Teaching Early-Canadian History with Objects and Collections
9 September 2012 - 10:56am
This month's blog theme is about learning from objects and collections. Below are some of the resources and collections that I have found useful in teaching early-Canadian history.
Here are two helpful non-digital resources:
Laurier Turgeon's 1998 article "French Fishers, Fur Traders, and Amerindians during the Sixteenth Century: History and Archaeology" in volume 55 of the William and Mary Quarterly does an excellent job at demonstrating the benefits of bringing together documentary and archaeological sources. By integrating French notarial records with the archaeological collections related to Basque whaling and Aboriginal trade, his work reveals an understanding about the European fisheries and fur trade that has often been dismissed as irretrievable because of an absence of evidence. No one source would provide as rich a window into the past as these sources put together.

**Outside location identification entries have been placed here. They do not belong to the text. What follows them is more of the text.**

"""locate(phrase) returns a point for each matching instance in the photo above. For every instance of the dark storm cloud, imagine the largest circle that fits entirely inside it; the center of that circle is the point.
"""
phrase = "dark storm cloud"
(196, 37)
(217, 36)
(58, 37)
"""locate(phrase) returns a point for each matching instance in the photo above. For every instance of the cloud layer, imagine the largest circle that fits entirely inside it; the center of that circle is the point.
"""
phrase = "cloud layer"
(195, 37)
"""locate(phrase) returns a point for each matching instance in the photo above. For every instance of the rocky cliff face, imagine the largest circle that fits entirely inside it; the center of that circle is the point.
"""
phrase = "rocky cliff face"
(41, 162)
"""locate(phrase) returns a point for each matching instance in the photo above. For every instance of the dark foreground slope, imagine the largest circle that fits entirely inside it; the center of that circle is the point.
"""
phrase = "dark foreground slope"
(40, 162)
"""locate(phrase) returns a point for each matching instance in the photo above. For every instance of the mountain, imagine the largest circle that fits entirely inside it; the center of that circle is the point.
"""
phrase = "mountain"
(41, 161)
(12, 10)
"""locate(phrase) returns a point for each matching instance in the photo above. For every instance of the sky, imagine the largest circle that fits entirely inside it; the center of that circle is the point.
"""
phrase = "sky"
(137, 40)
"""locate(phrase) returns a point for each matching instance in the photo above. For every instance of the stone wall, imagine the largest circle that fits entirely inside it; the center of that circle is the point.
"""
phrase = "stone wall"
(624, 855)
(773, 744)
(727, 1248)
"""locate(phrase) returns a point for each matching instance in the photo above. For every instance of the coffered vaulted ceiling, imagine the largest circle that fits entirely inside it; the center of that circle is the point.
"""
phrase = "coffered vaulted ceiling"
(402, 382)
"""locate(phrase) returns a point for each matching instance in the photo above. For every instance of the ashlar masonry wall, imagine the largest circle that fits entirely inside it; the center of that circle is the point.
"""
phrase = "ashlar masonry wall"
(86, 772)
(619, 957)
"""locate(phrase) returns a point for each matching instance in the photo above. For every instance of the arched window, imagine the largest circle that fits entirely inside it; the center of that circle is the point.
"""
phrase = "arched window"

Ivor Noel Hume's book A Guide to the Artifacts of Colonial America serves, for the most part, as an item-by-item dictionary of the objects found in the British colonies before the American Revolution. It's the book's introduction "Guideposts to the Past" that makes it such a useful resource for teaching students. Hume lays out the importance of objects and collections to understanding the past and some of the basic principles to studying material culture.

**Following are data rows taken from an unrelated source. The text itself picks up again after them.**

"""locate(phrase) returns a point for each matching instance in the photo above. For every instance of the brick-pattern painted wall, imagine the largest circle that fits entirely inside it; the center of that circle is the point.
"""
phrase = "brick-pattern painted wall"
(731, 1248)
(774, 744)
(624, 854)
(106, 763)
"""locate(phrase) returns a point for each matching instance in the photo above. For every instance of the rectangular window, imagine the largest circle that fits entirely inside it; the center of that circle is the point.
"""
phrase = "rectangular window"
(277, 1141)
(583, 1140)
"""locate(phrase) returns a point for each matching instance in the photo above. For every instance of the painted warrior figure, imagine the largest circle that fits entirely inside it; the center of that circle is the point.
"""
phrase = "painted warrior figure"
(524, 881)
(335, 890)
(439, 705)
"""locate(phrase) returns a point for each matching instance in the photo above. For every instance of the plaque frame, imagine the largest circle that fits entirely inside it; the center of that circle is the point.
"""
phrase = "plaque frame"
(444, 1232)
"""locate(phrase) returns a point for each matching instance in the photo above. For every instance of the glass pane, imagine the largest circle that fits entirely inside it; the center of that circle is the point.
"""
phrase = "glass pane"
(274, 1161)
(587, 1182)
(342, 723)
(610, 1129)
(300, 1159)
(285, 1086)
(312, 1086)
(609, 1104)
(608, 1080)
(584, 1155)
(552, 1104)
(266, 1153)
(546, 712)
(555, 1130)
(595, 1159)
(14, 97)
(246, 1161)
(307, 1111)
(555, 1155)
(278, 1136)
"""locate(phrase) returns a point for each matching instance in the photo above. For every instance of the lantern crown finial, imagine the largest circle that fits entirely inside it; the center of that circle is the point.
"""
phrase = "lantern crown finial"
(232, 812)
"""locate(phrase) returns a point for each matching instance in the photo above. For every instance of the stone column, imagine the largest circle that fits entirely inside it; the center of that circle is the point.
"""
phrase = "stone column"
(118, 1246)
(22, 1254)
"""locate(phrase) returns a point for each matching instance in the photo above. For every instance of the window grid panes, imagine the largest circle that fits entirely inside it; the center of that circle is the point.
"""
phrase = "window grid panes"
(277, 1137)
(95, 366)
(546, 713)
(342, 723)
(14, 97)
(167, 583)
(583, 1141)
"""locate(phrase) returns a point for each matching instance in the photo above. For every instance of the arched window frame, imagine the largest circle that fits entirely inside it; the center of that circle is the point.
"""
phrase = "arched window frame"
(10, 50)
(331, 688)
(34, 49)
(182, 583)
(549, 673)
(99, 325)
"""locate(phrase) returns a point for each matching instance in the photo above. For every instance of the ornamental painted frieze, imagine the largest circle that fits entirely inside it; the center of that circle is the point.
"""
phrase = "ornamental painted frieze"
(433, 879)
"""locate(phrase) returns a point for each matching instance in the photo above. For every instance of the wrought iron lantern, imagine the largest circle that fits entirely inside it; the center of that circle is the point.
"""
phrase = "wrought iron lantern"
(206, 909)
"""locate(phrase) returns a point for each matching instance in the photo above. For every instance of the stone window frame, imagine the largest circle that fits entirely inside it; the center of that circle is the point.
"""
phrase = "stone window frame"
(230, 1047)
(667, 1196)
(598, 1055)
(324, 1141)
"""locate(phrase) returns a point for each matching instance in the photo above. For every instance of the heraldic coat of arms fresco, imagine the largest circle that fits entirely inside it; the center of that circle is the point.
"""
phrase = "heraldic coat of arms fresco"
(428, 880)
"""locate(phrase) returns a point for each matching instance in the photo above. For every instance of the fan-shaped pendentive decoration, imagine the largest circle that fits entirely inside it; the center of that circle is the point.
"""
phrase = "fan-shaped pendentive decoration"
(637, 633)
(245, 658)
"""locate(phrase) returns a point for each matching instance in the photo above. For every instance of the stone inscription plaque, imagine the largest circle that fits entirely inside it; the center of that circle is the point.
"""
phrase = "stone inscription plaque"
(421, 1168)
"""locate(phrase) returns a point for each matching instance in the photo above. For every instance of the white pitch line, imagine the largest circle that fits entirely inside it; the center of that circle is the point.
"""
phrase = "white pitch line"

These works lay the foundation for students to work with artifacts themselves. There are also a number of useful websites that allow students to digitally engage with early-Canadian objects and collections. Below I have listed the online resources that I have found most helpful for integrating material culture into my history courses.
- Grand Pré National Historic Site, which was just designated a UNESCO World Heritage Site this summer, has been the home to a fairly extensive field school over the past decade. Run by Dr. Jonathan Fowler at Saint Mary's University, the dig has produced a number a very useful online resources. Perhaps the most interesting is their digital dig, which comes shovel-ready with a list of activities for the classroom. You can also follow the last couple years of the dig on the blog Of Cemeteries and Cellars.
- Fortress of Louisbourg National Historic Site also has a fairly extensive and accessible artifact collection. Although not laid out in the same 'dig-style' format, their research collections are keyword searchable and some entries include images. Louisbourg also runs a public archaeology program each summer, where you can get your hands dirty on an actual archaeological dig.
- The McCord Museum in Montreal probably has one of the best and most accessible online artifact collections. In addition to being able to search their collection based on period, place and object type, their website also provides dozens of thematically based online tours. The "Brief Glimpse of Mi'kmaq Life: Objects from the McCord Collection," for example, begins with a brief introduction written by Ruth Holmes Whitehead - an authority on Mi'kmaq material culture - and is followed by 120 artifacts that are mostly from the nineteenth century. The museum's tour "Rebellions" is comprised mainly of paintings and drawings from the Rebellions of Upper and Lower Canada as well as the Northwest Rebellion.
Almost all of the resources that I have shared have been created from collections held by the Government of Canada. Soon, if expected changes at Parks Canada are acted upon, the actual artifacts that you can see on some of these websites will be moved away from regional conservation and storage centres in Calgary, Winnipeg, Cornwall, Quebec and Halifax to one single location in Ottawa. Not only will this decision prevent these collections from being directly used by local scholars, teachers and their students, but the extensive reduction in staffing will also likely minimize the chances that new digital resources will be created and existing resources maintained.
What are the benefits of learning history through objects? What does the study of 'the real thing' bring to history studies ? How are e-tangibles (digital artifacts) best used in classrooms?